The massacre happened in Tulsa, Oklahoma, as the crow flies, 100 miles from where my paternal ancestors lived in Ada, OK. I was reminded of the ‘race riot’ by Denise Oliver-Velez’s article, written for Daily Kos.
While I’m in Twitter I click another tweet’s heart, this time for the May 29th, 166-yr remembrance of Sojourner Truth’s epic ‘Ain’t I a Woman’ speech in Ohio.
Each ‘day’ square on the monthly calendar, hanging on my office wall featuring Buena Johnson’s transcendent artwork, cites a Black History fact. But the squares can’t contain all our history. And as I have work to do, I can’t be tethered to online missives all day, clicking hearts in appreciation.
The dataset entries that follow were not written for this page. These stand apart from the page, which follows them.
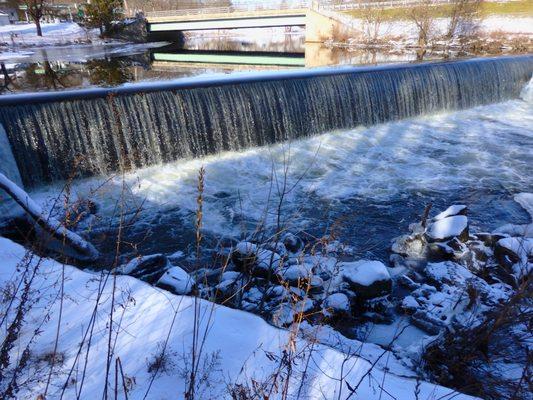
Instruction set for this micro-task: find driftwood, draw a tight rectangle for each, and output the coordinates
[0,173,100,261]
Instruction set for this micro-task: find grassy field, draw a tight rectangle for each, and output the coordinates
[346,0,533,20]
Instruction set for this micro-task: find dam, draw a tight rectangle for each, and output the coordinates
[0,56,533,187]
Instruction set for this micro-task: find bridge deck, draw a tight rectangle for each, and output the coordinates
[146,7,307,24]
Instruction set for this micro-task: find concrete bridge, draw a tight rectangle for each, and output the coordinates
[146,2,344,42]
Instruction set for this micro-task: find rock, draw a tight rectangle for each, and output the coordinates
[220,271,242,282]
[272,303,296,327]
[424,261,474,286]
[309,276,324,295]
[252,249,281,279]
[242,287,265,304]
[116,254,170,284]
[278,264,313,287]
[433,204,468,221]
[400,296,420,314]
[494,224,533,238]
[391,235,426,257]
[340,260,392,299]
[426,215,469,242]
[283,233,305,254]
[476,232,507,247]
[231,242,258,273]
[156,267,196,295]
[322,293,350,317]
[427,242,455,261]
[494,237,533,276]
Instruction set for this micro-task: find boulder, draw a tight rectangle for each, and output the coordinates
[426,215,469,242]
[283,233,305,254]
[391,235,426,257]
[322,293,350,317]
[340,260,392,299]
[156,267,196,295]
[433,204,468,221]
[494,237,533,277]
[278,264,313,287]
[231,242,258,273]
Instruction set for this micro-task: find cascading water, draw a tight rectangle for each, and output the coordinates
[0,56,533,186]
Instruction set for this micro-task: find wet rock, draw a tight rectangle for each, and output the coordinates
[427,242,455,261]
[231,242,258,273]
[400,296,420,314]
[494,237,533,278]
[255,249,281,279]
[476,232,507,247]
[433,204,468,221]
[391,235,426,257]
[426,215,469,242]
[156,267,196,295]
[116,254,171,284]
[278,264,313,287]
[341,260,392,299]
[283,233,305,254]
[322,293,350,317]
[309,276,324,295]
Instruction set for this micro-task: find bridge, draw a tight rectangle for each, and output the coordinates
[146,2,344,42]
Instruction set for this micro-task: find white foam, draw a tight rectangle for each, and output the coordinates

Even as I write Truth’s Place, Part I as a memorial, I need to light a candle everyday to honor and remember us ordinary and extraordinary, us recorded and unrecorded, us known and unknown, going beyond my African American ancestors and our community’s collective place memories and achievements, to our greater Afri/Afro communities throughout the Caribbean and South America, and to the place memories of Alkebulan/African villages and multicultural peoples culled to geo-reconstruct the world’s population (the estimated 12.7 million shipped from West African coasts over four centuries, 16th – 19th).
And so, though I have ancestor altars scattered throughout my home, I vow to light a single candle every day during morning meditations to represent the daily strivings and achievements of every Afri/Afro soul over four powerful centuries and counting, linking me to the resonance of their lives…lit for them of the past, for us the present, and for future generations whose lives will undoubtedly be blurred in the browning world population. Lit for a proper start to another day of vigilance.